Watch out for validates_length_of if you need to make sure a string is a certain number of bytes long. For example, SMS messages can be no longer than 160 bytes in length. I recently got bit by this because some unicode “curly” quotes slipped into a reply message, but they weren’t detected by the validation.
Here’s the problem.
Consider this string:
str = "€"
It is 3 bytes long:
str.size => 3
However, ActiveRecord’s validates_length_of records this as only one character, because it uses str.split(//).size to measure the size.
If you NEED to be certain that a string is less than a certain number of bytes, you’ll need to override the default behavior of validate_length_of.
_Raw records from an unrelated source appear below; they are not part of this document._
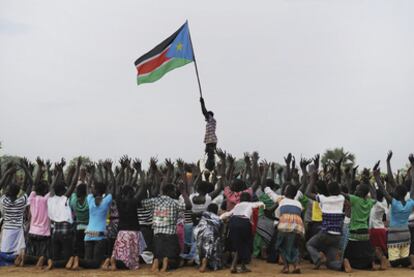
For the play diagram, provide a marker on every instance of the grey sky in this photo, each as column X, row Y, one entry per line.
column 293, row 75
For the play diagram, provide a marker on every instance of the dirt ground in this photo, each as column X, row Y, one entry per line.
column 259, row 268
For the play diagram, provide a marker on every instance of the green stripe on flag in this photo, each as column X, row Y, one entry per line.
column 162, row 70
Fortunately, you can supply your own tokenizer, which makes this easy. The tokenizer is called, and size is called on its return value to find out how many tokens there are. Since String responds to size which returns the number of bytes, you can simply return the attribute value itself as the tokenizer, like this:
validates_length_of :message, :maximum => 160, :tokenizer => lambda { |str| str }
Will this still work in Ruby 1.9? I’m not sure. I now have a test case which will warn me if it doesn’t…


This problem should not exist in ruby 1.9 because strings are no longer a stream of bytes
Actually, that will probably make it worse, because SMS messages ARE streams of bytes. I need to know if a given Unicode string is longer than 160 bytes. Hopefully there will be an easy way to figure that out.